Here’s a rough block diagram. What I want is to remotely access all of the devices on my home LAN, from my remote PC. I’d think this is the very most basic definition of a VPN.
All I can seem to do is tunnel from my laptop client to the VPN server and out to the internet. From my remote laptop, I cannot ping anything on my home LAN other than the GL-AR300M VPN server.
One of the first things I did was put the LAN network “192.168.0.1/24” into the client “Allowed IPs” configuration.
I’ve actually done, and undone, this at least 20 times. Never solves the problem.
Here’s a screen capture. Please take a look and tell me if it’s still wrong?
I know the address of 192.168.1.X is not the same as 192.168.0.X. I was experimenting with trying a different subnet.
First connect only the wan of your gl-inet router to your main router and disconnect lan from it then insert 192.168.0.0/24 in alloweds ip of WG client config.
In WG server of gl-inet router enable “Allow Remote Access LAN”.
If I disconnect the LAN port, I’m thinking that I have no way to talk to the GL-AR300 router for configuration?
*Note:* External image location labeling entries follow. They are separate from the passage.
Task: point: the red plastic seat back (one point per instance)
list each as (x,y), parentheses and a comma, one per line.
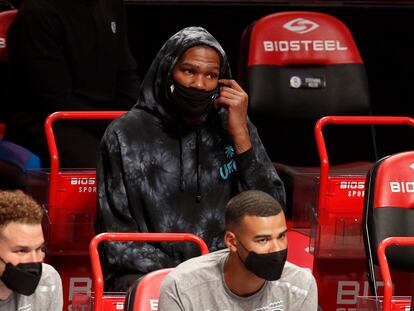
(389,208)
(143,295)
(6,17)
(298,67)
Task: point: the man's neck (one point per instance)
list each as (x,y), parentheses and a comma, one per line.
(239,280)
(4,291)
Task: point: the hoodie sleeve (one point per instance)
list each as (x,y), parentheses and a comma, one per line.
(256,171)
(114,215)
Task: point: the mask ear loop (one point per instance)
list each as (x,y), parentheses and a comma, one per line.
(238,255)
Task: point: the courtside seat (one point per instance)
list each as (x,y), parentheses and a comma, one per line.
(389,212)
(14,159)
(143,294)
(298,67)
(6,17)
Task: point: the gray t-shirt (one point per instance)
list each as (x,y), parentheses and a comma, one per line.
(198,285)
(47,297)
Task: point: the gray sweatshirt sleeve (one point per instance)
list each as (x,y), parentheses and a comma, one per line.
(169,299)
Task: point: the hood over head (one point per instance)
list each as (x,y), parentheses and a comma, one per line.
(155,88)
But I’ll try it right now.
For the other:
Inserting the allowed IP 192.168.0.1/24, or 192.168.0.0/24
selecting “Allow Remote Access LAN” at the server
As I posted, and showed in the screenshots, I’ve done this over and over and over and over and over again, for days, all to no avail. So either I’m doing it wrong, or something else is wrong, or it just doesn’t work.
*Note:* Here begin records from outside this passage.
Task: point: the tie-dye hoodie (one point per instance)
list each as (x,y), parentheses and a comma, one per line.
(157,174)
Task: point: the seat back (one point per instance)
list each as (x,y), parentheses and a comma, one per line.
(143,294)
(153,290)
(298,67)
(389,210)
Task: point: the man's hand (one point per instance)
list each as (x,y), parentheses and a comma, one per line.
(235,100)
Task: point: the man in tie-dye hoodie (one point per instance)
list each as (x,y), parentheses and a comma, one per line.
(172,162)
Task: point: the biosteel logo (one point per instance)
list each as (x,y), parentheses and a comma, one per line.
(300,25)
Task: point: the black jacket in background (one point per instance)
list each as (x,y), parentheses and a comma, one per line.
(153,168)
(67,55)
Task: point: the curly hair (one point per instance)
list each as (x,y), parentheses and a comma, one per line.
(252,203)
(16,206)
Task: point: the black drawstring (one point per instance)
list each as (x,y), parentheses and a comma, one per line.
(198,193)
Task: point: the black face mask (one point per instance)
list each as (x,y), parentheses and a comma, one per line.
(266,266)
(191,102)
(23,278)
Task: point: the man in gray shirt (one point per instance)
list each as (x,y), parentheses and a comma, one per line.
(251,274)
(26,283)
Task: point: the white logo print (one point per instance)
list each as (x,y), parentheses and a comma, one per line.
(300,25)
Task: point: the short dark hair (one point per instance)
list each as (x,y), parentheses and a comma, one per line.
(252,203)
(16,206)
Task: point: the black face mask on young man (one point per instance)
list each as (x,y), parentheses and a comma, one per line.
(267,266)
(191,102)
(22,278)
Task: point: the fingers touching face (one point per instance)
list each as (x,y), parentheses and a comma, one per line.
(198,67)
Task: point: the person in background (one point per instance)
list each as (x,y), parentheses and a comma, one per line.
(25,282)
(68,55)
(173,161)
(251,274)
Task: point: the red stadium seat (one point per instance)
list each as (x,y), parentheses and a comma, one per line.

I just tested it, and if I disconnect the LAN port on the GL-AR300 router, I can no longer reach the router’s management interface. Is there something else I need to do, in order to for it work both the LAN and WAN through the WAN port?
First, the LAN segment where your PC is located cannot be 192.168.0.0/x.
Next, check the routing on your PC. With AllowedIPs configured and the wireguard client running, execute the following command.
I don’t believe the LAN segment where my remote laptop PC is, is 192.168.0.0/x, but I believe it is 10.0.0.3.
Look at the screen shots which I previously attached. Am I misunderstanding?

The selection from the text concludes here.